Still got a long way to go
My first experience of Linux was in 2002. I was studying for a degree in computer science and it was on the lab PC's. I remember downloading Redhat (version 7.3 I think) and couldn't even get it installed on my laptop, so never bothered with it on my own machine!
Things have moved on a long way since then and the installation process is much easier. Being able to try a "live CD" is convenient too - all of that wasn't available 8 years ago. I think people like Mark Shuttleworth have done good in getting rid of stupid messages and asking people stuff they don't understand just to get it installed.
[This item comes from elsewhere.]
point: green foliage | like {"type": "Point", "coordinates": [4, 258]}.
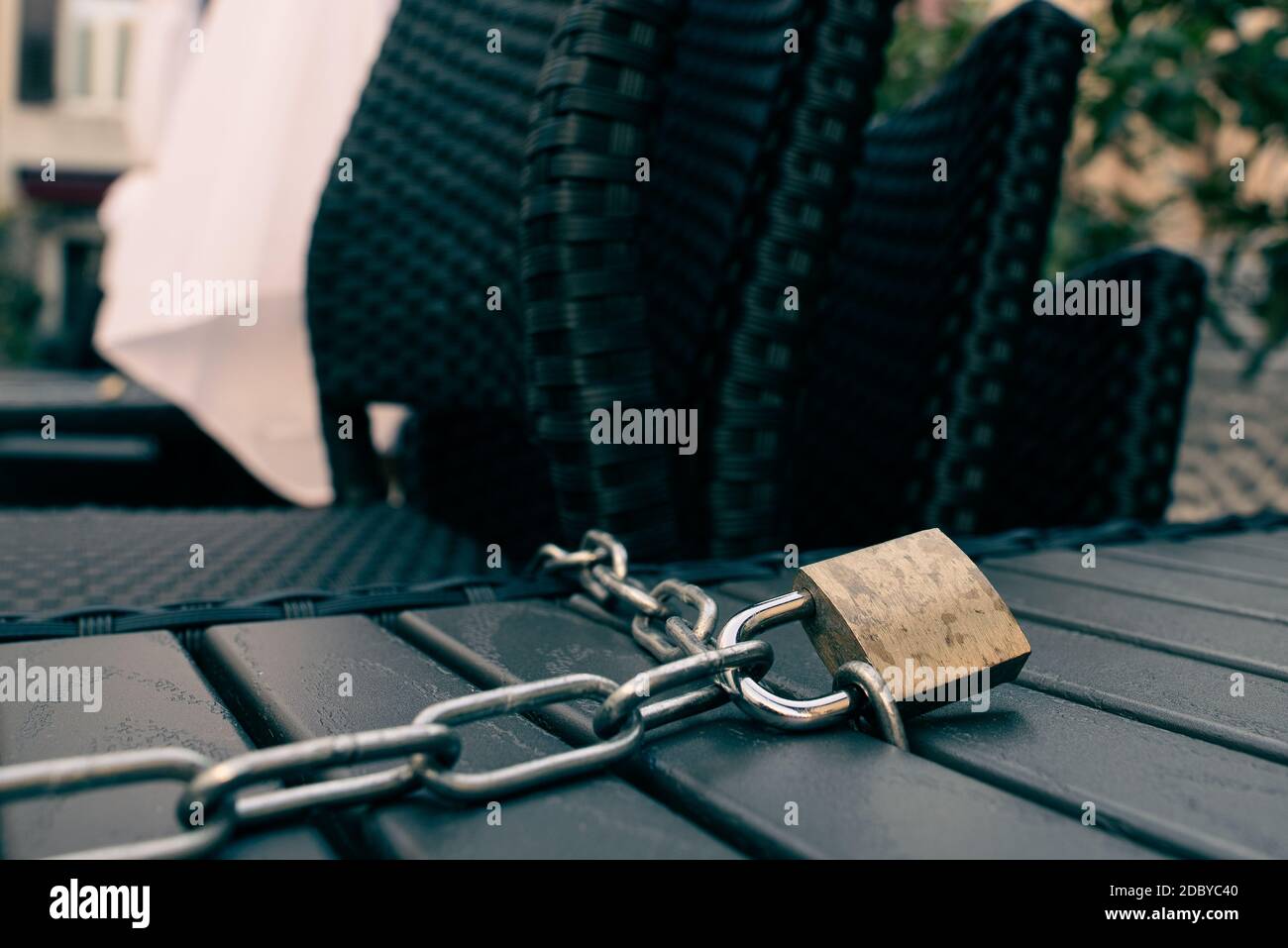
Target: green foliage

But there are still several key problems which existed with it in 2002 which haven't changed at all. Firstly, and to repeat some of the comments above, it's fine to use it if you're a developer or are dealing with other people using Linux. But if this isn't the case it's not practical for real life, every day use in an office/workplace environment. I know people have done loads of work to get file converters working so you can open files from a Windows machine on a Linux machine, but there's still a long way to go. Also this thing about there being equivalent apps for Linux and Windows or MacOS - is just not the case, otherwise of course more people would bother with it. The second point is that the attitude and mentality of hardcore Linux users is that their way is always right and they will often justify their arguments without thinking about the real-life, every day practicalities of using such an operating system.
Compared to using Linux 8 years ago, it's in a much better place. But there is still such a long way for it to go, in both technical terms and the attitude of its community (as will probably be noted by people modding down this comment!).